In primary care, no visit is truly one-on-one. Even when it looks that way in the exam room, it’s the product of a coordinated team — medical assistants rooming the patient, nurses reconciling medications, referral coordinators tracking follow-ups, and front-desk staff managing access. Yet our documentation systems have historically centered the physician as the sole author and bottleneck of the clinical story. Ambient AI gives us an opportunity to rethink that model, not just to reduce after-hours charting, but to better support the full care team.
When I practice primary care, I see firsthand how documentation delays affect everyone downstream. If I started a patient on a new insulin regimen, the nurse educator couldn’t begin medication teaching until my note and orders were finalized. If I adjusted heart failure medications, care managers needed clarity in the assessment and plan before calling the patient for follow-up. Even something as routine as coordinating imaging or specialty referrals depended on a complete, signed note. When documentation was delayed until the evening, or worse—days later — the entire care workflow slowed with it and necessary information was sometimes missed.
I remember caring for a patient with poorly controlled diabetes and depression. We initiated a new GLP-1 medication, adjusted antidepressants, and scheduled close follow-up. The nurse educator needed to review injection technique and side effects. Our behavioral health colleague needed clarity on medication changes. The front desk needed explicit follow-up timing. Capturing that complexity accurately, often after a full day of patients, was cognitively taxing and details were easily missed. An ambient AI system that drafts a structured, comprehensive note in real time ensures that the full care plan is visible immediately. It allows the team to move forward the same day, not days later.
Ambient AI also improves the fidelity of team-based documentation. In many visits, medical assistants or nurses capture critical context like worsening symptoms, adherence challenges or social barriers that may not always make it fully into the physician’s final note when time is tight.
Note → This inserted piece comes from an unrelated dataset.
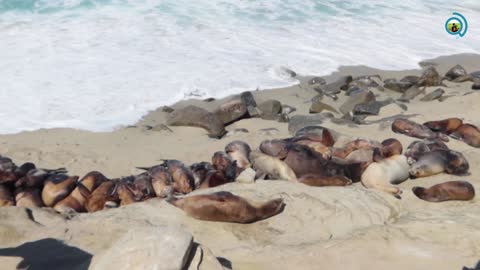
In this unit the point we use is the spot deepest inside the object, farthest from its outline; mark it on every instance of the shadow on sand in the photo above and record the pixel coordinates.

Sometimes concerning symptoms may be captured that relate to a problem other than the main reason for visit. By capturing the full clinical conversation, ambient systems better reflect the contributions of the entire team. That shared visibility strengthens coordination, accountability, and ultimately patient outcomes.
The promise of ambient AI isn’t just fewer clicks or shorter evenings spent charting. It’s removing documentation as a bottleneck in team-based care. In primary care especially, timely information is what enables nurse educators to teach, care managers to follow up, and coordinators to close the loop. When documentation keeps pace with the visit, the entire team can facilitate smooth transitions of care and patients feel the difference.